Memecurrencies are still on rise while cryptocurrency market is aiming at potential reversal

The rally of meme currencies on the market continues as Dogecoin became the most profitable asset on the market in the last 24 hours, with an over 15% gain. The rally on memecurrencies has continued for the last three days as SHIB also managed to restore some part its value lost previously.

Dogecoin’s battle with Shiba Inu

For the last few days, the market saw a battle between the two biggest meme currencies on the market for 10th place on the list of assets sorted by market capitalization. Shiba Inu, with its $8.7 billion of mcap, is actively pushing Polkadot, which has $9.8 billion at press time.

Unfortunately for SHIB holders, it is not likely that the meme token will suddenly take the place of the old classic Dogecoin that currently has almost $12 billion in market capitalization.

DOGE Chart
Source: TradingView

In order to reach the level of Dogecoin, Shiba Inu would need more than a 40% price increase, which would put it close to DOGE’s $12 billion. This scenario is unlikely to become a reality, considering the correlation between the two meme currencies that usually move toe-to-toe on the market.

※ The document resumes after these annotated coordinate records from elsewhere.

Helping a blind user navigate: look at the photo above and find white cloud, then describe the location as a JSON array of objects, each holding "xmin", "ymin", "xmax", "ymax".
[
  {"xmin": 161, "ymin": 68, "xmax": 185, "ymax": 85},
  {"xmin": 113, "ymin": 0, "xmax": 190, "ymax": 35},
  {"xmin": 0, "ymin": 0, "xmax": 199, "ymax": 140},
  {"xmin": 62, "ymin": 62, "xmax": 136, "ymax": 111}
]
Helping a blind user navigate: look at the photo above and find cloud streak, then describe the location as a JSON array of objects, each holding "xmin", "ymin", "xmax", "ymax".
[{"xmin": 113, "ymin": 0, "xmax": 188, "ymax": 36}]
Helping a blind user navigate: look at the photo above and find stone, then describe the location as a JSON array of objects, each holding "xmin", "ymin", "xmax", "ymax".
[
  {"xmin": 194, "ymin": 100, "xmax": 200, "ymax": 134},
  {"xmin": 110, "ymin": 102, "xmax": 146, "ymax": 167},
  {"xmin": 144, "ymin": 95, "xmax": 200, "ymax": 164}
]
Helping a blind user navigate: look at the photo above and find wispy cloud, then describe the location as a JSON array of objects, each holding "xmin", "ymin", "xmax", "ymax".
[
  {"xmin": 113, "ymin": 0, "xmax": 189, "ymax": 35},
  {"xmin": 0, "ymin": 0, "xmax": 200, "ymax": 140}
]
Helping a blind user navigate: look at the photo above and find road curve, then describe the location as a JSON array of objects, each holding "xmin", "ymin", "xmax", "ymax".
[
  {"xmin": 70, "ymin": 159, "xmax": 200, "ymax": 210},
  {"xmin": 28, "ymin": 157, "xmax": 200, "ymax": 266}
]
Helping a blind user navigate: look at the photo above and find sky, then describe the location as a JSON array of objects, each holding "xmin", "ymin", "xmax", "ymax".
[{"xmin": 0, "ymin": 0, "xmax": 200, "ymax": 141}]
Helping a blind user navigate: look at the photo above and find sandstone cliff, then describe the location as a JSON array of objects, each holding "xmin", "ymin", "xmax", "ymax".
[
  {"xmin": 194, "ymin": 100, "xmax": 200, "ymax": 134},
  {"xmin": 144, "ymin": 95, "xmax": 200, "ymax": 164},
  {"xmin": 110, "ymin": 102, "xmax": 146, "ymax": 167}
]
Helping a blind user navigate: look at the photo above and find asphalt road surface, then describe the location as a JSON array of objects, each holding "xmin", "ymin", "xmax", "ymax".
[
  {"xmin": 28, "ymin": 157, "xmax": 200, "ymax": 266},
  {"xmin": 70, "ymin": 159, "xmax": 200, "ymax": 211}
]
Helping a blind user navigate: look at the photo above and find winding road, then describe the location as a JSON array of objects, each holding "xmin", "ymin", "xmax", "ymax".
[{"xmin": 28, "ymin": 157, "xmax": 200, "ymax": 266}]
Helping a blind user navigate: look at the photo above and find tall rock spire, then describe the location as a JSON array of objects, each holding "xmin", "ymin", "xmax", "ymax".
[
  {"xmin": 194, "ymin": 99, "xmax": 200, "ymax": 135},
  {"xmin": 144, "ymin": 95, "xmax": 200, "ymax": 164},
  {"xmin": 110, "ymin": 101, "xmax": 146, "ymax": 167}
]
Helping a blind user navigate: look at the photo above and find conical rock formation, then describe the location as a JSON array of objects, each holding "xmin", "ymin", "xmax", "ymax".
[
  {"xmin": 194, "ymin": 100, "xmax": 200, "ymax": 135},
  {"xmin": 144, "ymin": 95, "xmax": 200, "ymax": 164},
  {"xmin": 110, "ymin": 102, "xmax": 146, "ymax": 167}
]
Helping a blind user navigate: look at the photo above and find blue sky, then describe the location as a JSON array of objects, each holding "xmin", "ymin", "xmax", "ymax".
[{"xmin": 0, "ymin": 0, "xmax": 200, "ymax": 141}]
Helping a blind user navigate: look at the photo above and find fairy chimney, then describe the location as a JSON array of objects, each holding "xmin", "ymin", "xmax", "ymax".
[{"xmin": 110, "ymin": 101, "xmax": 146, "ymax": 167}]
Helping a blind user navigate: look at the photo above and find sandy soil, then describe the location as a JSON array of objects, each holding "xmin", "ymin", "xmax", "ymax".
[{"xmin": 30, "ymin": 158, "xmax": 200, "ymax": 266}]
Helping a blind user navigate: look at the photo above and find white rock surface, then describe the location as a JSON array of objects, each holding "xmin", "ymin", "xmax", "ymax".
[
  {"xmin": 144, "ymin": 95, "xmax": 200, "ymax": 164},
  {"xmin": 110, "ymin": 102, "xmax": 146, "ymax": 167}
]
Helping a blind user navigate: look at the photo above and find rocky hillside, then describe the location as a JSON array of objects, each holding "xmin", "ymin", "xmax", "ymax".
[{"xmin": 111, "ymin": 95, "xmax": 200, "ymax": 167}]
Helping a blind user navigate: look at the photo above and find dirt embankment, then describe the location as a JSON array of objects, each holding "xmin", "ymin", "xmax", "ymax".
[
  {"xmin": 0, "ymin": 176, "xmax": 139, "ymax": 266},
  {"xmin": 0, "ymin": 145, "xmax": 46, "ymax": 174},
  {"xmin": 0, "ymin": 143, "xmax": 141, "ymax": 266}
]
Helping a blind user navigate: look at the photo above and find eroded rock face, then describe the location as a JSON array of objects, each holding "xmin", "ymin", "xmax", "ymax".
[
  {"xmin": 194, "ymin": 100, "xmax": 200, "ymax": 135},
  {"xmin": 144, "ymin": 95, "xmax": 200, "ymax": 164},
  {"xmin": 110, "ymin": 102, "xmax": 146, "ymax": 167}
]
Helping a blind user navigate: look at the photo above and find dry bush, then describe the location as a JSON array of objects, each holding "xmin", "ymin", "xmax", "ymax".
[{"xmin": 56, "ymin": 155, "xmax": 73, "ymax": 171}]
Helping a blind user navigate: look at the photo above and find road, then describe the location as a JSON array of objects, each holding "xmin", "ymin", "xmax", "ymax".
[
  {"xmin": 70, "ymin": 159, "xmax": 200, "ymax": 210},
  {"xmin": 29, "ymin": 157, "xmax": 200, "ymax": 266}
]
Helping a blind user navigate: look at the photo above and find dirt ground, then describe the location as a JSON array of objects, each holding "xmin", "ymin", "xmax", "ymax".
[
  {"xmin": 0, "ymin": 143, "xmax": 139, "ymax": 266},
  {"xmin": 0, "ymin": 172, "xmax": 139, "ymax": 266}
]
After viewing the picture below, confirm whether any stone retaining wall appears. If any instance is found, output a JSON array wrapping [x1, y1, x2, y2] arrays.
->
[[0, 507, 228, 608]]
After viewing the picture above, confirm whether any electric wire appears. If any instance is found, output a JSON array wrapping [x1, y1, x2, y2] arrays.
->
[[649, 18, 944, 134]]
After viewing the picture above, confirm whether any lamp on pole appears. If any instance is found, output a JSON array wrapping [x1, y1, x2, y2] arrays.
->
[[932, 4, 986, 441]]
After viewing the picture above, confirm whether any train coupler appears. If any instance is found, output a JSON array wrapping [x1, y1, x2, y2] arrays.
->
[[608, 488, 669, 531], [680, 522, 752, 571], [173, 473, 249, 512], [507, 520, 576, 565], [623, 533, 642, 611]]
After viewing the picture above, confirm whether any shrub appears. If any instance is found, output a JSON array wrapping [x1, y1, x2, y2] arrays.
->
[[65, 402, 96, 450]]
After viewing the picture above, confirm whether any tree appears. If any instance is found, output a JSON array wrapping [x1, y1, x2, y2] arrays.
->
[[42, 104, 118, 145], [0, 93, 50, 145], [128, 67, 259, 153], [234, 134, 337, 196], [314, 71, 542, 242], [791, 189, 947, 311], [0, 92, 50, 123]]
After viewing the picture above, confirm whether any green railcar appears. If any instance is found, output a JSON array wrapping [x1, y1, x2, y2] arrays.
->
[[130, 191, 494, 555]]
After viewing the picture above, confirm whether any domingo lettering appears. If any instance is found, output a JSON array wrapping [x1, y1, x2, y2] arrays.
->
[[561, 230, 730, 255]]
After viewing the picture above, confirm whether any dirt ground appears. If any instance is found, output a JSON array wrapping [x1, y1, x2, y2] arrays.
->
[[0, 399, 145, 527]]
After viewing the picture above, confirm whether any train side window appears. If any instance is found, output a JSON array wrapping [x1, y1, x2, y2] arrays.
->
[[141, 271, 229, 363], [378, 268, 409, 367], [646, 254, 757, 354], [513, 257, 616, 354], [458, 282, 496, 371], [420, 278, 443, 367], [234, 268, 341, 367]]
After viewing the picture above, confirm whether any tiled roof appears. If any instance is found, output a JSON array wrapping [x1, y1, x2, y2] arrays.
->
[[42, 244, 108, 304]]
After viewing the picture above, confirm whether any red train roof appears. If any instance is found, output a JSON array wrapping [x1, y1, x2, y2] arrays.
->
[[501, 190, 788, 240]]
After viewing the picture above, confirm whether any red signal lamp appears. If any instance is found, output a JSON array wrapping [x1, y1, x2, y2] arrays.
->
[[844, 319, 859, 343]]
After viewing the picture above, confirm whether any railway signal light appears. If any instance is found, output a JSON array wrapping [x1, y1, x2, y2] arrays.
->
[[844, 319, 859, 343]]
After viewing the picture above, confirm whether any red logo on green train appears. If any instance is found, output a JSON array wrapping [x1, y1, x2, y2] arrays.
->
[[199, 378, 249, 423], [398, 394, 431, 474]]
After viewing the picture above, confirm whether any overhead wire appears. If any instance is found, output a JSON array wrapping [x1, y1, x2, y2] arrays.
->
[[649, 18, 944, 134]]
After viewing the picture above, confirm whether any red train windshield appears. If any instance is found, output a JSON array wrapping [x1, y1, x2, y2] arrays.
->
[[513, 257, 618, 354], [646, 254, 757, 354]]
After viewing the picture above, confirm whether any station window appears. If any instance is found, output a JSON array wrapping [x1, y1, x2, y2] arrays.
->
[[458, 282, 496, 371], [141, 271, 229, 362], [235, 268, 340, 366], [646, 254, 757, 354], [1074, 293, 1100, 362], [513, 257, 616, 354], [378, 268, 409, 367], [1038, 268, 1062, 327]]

One of the main drivers for both assets today is the high demand for risk exposure, which was present on the market last week. Even though the market was hungry for risk, this entire trend will most likely fade out considering the lack of inflows to the market.

New wave of investors leaving the market

Following our news about Michael Burry, who decided to leave the financial market and drop all of his stock holdings, we are seeing an outflow of funds from the cryptocurrency market by institutional investors who withdrew more than $17 million in assets from the industry.

While the number does not seem significant, the lack of inflows and the appearance of outflows could be the beginning of a trend for the next few weeks or even months. With Bitcoin starting to lose its value rapidly, we will see the acceleration of the outflow of funds.

What fuels the reversal

As we mentioned before, the rally of the U.S. dollar could be the next fuel for a cryptocurrency market reversal. The DXY index successfully bounced off the local support level and started to move up, gaining more than 1.6% to its value.

The growth of the index is a bearish sign for the digital assets market, as it usually causes the devaluation of all assets against the currency. In addition to it, investors are moving their funds toward more conservative investment options like bonds.

At press time, Bitcoin is changing hands at $23,928 and is still moving in an ascending consolidation channel for the last few weeks. Luckily, the first cryptocurrency is able to remain in the range and loses around 1% of its value in the last 24 hours.